Aynı tepkileri gösteriyor ve aynı reflekslerde bulunuyorsak muhtemelen aynı kuşaktanızdır. Buna, Yoksul Umutsuzlar Kuşağı diyeceğimi sanmayın. Ne ben ne de bu kitabın yazarı kaderci bir bakışa yaslanmıyor. Mazlum ve yoksul olmayı kabullenmiş falan değil. Çağdaşlıkla paydaş değil. Çağdışı hiç değil. Yazara kitabın içinden bakarak bir tanım getirmeye çalışırsak “çağa tanıklık eden” demek en uygun olanı. Aile hercümerci, şehir ve kent karmaşası, ebeveyn tutulması, bağlılık ve bağımlılıklarımız, ihtiras sivilceleri, ar damarı, mükeyyifat çağı, insanlıktan sınıfta kalmak, koltuk şehveti, merhamete ağıt yakmak, dilemek “out”, dilenmek “in”, uzaklaşan yakınlıklar, yemek yapmayan anneler, eğitim diye diye, herkesin sevinci kendine, ara sokakların tarihi ve talihi, son pişmanlığın sonu, atalet tatildedir, hırsızımsın kalp sızım, her Türk ölümlüdür, umutsuzlar, müzmin mutsuzlar… Bütün bunlar kitabı okuduktan sonra zihnimin attığı başlıklar. Yani, her şeyi unuttuktan sonra akılda kalanlar.

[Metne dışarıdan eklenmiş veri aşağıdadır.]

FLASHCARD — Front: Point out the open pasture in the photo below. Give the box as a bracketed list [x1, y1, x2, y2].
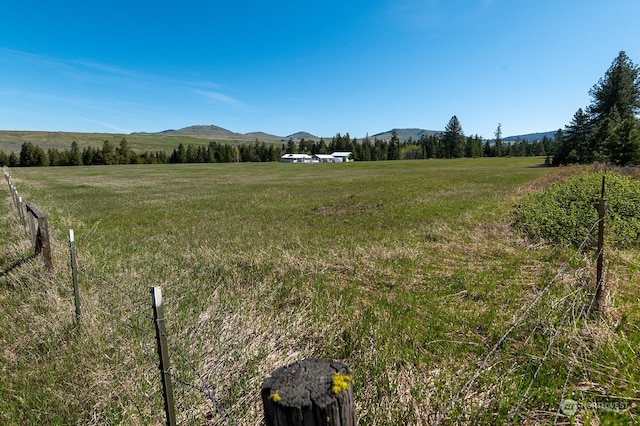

Sevgili okur, lütfen sen de bu kitabı oku, senin de unuturken aklında çok değerli şeyler kalsın. Unutmanın “un”la ve “un ufak olmak”la ilgisini de hiç unutmadan tabi. Bir sürü un tanesi bir araya gelerek bilirsin ki “ekmek” olur. Emek boşa gitmediği zaman “ekmek” olur.